質問された人が逆に問い返して相手を困らせる。そういう仕方は、ディベートの方法としてあると思います。イエス様の知恵でもありますが、読んでいて吹き出しそうになったと言ったのは、宗教的指導者があまりにも情けなさいからです。禅問答であれば一喝されます。彼らは自分たちこそが権威あるものと思っていましたが、それは実に薄っぺらなものであることが、ここで明らかになりました。
ここでの「権威」という言葉ですが、ギリシャ語の(エクスーシア)辞書を引くと、①自由、権利,②能力、力、③権威,全権とあります。初めに、自由、権利とあるのが興味深いし、なるほどと思いました。祭司長らは、誰がこのようなことをする自由を与えたのか、このようなことをする権利をどこから得たのかと問いただしたのです。どのような組織でも、誰かが勝手なことをすると、その組織の秩序は崩れます。社会でも「ほうれんそう」、報告、連絡、相談ということがよく言われます。それは挨拶と共に、社会生活においては当たり前のルールです。組織のトップにいる者が、知らないうちに何かが変わっている、決め事がされているとすれば、トップにいるといってもお飾りであって、権威はないも同然です。
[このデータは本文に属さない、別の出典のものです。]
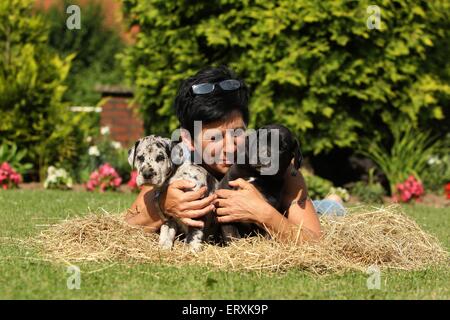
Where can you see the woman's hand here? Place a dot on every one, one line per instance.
(186, 205)
(244, 205)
ここに出てくる「祭司長、律法学者、長老」とは、ユダヤの最高法院の構成メンバーですが、通常は「長老、祭司長、律法学者」の順です。ここで祭司長が初めに出てくるのは、祭司長が仕切るべき神殿が舞台だからです。イエス様が神殿で民衆の前に立って教えていることは、何といっても祭司長の権威を脅かすことでした。
また、権威(エクスーシア)が、全権という意味を持つことも成るほどと思いました。全権とは、委任された事柄を処理できる一切の権限を持つことを言います。全権大使という言葉もありますが、まさにイエス様は父なる神の全権大使として、天から一切の権限を委ねられて神殿に立ったのです。祭司長は、そのようなことは考えてもいなかったでしょう。イエス様は、「ヨハネの洗礼は、天からのものだったか、それとも、人からのものだったか」と問われました。この問いに対して、彼らはこう言えばああなる、ああ言えばこうなる、とジレンマに陥って答えることができませんでしたが、そもそも、自分の権威が天から来ているなどとは思いもしなかったのです。彼らは人間が作った制度に乗っかった権威しか持っていなかったのです。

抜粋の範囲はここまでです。